Ashrawi began his career before he got to UT, integrating himself into the music scene of his hometown, Houston. In 2010, Ashrawi met local rapper Bun B at an album release party and joined the Trill Gladiators, Bun B’s collective. Later, Ashrawi produced an “All-Star Tribute to UGK” documentary, detailing the rap group’s history and influence, featuring interviews with Mac Miller, Macklemore and Kendrick Lamar.
Bun B said he was impressed by Ashrawi’s music knowledge and persistence and wanted to encourage his work from the beginning. Ashrawi surprised Bun B with the UGK documentary, showing him a comprehensive artifact of his career.
“I’m sure that Trill Gladiator jacket may get him in a door or two, but it’s his personality and intelligence that keep him in the room,” Bun B said. “It was heartwarming to see a young man dedicate so much of his life to what I’ve done.”
Ashrawi met Buress at FunFunFunFest and asked him to be a part of the UGK documentary. Along with the “Ode to Hannibal Buress” video, the two also collaborated during one of Buress’ stand-up shows, where Bun B came on stage to defend himself against one of Buress’ bits, while Ashrawi filmed from the stands. Buress said this was one of the highlights of his tour.
“Overall, [Ashrawi] is a very bright, likeable dude,” Buress said in an email. “He has a good energy and he works hard. I’m excited to see what else he does.”
During Ashrawi’s time at UT, he joined Texas Student Television and started Longhorn Hip Hop, a segment of TSTV that profiles rappers every other week.
“It was very scrappy, but the kids that were working on it were all really passionate [and] we had fun,” Ashrawi said. “To me, that’s what really mattered. We weren’t getting paid for it — we had nothing to lose.”
UT alumna Tabitha Lipkin, who was the station manager during Ashrawi’s time at TSTV, said he brought his own ambition and hip-hop knowledge to the show, but used TSTV as the vehicle to bring his ideas to life.

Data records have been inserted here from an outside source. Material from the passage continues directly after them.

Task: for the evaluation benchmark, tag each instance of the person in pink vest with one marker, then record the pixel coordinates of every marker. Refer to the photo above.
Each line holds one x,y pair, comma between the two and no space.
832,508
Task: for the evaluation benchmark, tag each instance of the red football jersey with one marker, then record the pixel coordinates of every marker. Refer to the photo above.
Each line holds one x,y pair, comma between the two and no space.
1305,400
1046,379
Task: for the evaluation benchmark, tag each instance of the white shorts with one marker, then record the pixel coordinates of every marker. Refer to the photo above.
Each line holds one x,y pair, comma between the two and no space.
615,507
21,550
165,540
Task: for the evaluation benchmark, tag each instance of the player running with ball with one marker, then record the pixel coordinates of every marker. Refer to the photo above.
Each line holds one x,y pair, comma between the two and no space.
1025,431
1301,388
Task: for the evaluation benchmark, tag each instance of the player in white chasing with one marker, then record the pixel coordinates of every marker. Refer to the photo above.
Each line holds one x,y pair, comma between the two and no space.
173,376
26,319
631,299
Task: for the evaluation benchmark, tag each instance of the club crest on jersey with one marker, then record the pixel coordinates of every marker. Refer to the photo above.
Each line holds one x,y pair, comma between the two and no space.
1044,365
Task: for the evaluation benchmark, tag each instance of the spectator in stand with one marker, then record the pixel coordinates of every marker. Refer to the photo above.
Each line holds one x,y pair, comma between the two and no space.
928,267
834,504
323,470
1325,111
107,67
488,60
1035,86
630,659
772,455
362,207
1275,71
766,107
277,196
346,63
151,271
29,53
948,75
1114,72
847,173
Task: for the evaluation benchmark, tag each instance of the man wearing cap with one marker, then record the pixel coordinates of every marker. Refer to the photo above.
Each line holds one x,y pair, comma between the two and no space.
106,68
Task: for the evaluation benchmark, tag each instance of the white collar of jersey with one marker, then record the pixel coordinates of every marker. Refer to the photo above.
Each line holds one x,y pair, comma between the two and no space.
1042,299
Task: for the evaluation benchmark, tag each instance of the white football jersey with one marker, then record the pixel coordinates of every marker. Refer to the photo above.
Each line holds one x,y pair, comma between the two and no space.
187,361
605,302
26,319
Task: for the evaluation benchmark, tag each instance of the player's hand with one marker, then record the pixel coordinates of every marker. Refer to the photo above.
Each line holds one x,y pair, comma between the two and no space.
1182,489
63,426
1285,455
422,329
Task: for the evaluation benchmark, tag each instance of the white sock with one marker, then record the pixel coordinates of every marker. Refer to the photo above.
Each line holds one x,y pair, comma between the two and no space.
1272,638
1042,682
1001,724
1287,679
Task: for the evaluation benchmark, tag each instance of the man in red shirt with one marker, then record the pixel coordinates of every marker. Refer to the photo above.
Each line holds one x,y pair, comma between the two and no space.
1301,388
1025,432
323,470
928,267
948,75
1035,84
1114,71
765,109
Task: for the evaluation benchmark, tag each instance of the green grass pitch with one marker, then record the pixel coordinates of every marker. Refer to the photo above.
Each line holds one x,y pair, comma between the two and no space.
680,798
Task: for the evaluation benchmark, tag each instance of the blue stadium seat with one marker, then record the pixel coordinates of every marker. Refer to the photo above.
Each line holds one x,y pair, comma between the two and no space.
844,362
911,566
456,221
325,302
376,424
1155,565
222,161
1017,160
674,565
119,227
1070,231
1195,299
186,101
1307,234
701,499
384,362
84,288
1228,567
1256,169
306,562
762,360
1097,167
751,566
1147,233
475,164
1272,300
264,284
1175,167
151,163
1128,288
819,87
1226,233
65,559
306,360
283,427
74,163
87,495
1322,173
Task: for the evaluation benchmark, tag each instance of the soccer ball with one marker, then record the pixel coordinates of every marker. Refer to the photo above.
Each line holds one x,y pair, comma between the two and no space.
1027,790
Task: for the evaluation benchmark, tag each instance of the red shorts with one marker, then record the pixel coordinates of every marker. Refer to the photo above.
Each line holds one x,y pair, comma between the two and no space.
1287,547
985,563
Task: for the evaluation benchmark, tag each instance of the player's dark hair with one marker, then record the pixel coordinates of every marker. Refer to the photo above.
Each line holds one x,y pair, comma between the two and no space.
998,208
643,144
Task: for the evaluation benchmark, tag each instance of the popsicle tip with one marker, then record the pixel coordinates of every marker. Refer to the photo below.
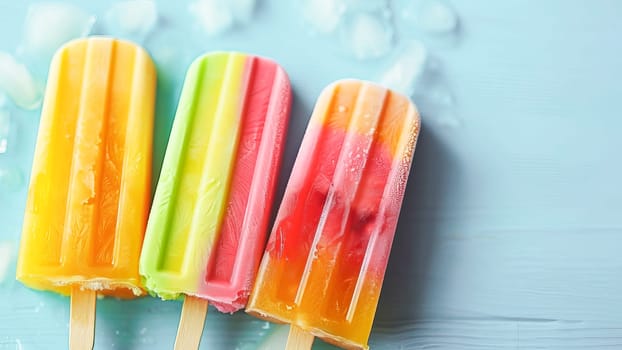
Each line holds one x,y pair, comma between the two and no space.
413,111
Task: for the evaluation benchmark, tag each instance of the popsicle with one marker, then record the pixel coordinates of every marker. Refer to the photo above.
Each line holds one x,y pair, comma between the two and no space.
208,224
90,185
326,256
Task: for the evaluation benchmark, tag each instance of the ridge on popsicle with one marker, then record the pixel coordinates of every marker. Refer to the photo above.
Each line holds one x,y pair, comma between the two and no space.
90,186
208,223
325,260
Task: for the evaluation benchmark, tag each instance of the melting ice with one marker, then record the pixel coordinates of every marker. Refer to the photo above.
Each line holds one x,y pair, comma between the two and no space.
49,25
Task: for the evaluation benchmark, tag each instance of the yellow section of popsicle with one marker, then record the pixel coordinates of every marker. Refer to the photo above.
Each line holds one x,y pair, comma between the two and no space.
325,261
89,193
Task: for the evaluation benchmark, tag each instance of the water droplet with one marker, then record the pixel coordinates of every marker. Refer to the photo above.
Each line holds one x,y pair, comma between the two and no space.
133,19
49,25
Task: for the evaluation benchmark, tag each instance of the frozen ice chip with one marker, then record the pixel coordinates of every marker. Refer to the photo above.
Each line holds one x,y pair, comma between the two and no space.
407,69
367,35
18,84
133,19
323,15
49,25
433,16
214,16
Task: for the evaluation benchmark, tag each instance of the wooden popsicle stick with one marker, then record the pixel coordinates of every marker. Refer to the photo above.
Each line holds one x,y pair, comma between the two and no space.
191,323
82,318
298,339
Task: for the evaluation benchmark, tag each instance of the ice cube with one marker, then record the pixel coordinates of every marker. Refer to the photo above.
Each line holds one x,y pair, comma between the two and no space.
5,129
407,69
323,15
132,19
49,25
367,35
214,16
17,82
366,5
432,16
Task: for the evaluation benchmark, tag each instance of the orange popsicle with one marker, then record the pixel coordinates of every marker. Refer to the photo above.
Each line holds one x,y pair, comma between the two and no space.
90,184
325,261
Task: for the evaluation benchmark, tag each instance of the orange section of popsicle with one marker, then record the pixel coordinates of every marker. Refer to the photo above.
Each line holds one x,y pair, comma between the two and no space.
90,185
325,260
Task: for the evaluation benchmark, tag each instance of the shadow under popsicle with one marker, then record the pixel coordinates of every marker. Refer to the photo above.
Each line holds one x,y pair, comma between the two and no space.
402,298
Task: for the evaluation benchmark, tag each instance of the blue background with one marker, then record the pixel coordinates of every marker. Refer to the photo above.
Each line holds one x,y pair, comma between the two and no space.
511,229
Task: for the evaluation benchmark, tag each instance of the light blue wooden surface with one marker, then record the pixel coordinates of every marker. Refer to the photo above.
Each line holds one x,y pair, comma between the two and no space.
511,230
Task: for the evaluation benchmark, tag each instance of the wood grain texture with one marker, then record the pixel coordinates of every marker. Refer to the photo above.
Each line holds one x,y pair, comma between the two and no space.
82,319
510,232
299,339
191,323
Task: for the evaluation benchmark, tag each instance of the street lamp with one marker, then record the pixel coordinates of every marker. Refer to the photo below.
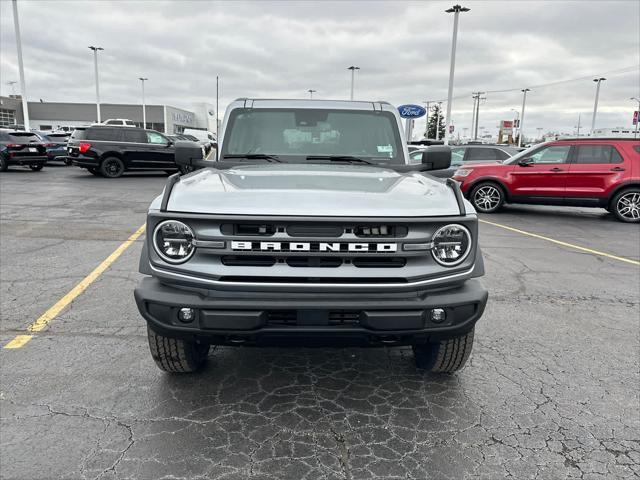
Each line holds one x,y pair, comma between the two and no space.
635,133
456,9
353,72
144,110
95,64
595,104
524,100
23,87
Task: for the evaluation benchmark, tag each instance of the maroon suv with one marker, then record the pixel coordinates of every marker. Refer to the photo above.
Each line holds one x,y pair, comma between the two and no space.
595,172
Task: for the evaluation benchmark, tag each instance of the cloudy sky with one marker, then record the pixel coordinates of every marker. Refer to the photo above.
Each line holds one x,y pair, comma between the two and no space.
282,49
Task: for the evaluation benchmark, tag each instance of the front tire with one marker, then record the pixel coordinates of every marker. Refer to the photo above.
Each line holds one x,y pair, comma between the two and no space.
446,356
112,167
625,205
176,355
487,197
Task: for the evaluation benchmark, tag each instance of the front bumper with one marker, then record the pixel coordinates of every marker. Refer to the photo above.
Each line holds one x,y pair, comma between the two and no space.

“He has pretty much rubbed two pennies together and made nickels,” Lipkin said. “He takes visions that he wants to do and makes them happen. He’s infiltrated hip-hop, essentially.”
During his last semester, Ashrawi participated in the UTLA program and worked at P Diddy’s network, Revolt TV. After a year there, Ashrawi said he wanted to work independently, and followed rapper Ana Tijoux on her tour in Chile.
“[Belle and Sebastian] have this song, ‘Get Me Away From Here I Am Dying,’” Ashrawi said. “That’s how I felt. I took the risk and left my job. It paid off.”
Ashrawi said he learned to follow his creative passions from one of his mentors at UT, assistant professor Charles Carson, who taught Music of African-Americans. Once, when Ashrawi visited Carson’s office, he worried about his career.
“[Ashrawi] is doing what he wants to do and making his own opportunities,” Carson said. “Most of us aren’t going to walk out of college into our dream job. You have to make your dream job happen.”
Matt Sonzala, who has 25 years experience in the business, said Ashrawi’s work keeps the hip-hop scene alive. As someone who brought artists like Eminem and 50 Cent to South By Southwest, Sonzala said Ashrawi’s work is particularly important in places like Houston, where artists may not get the recognition they deserve.
“He’s a guy that really cares about the music and the culture,” Sonzala said. “He wants to make sure it’s not forgotten.”
Ashrawi said the messages associated with rap and hip-hop particularly resonates with him. Ashrawi said the resistance movements depicted in rap lyrics reflect movements within his Palestinian heritage, a culture often faced with similar oppression.
Ashrawi’s current undertaking is a project detailing the history of blues and rock and roll. His last visit to Austin was spent interviewing Herbie Hancock and Bill Withers.
“I’m definitely not making as much money as I would be if I’d stayed at Revolt,” Ashrawi said. “But I’m young and I’m getting to do what I want to do, which is always better.”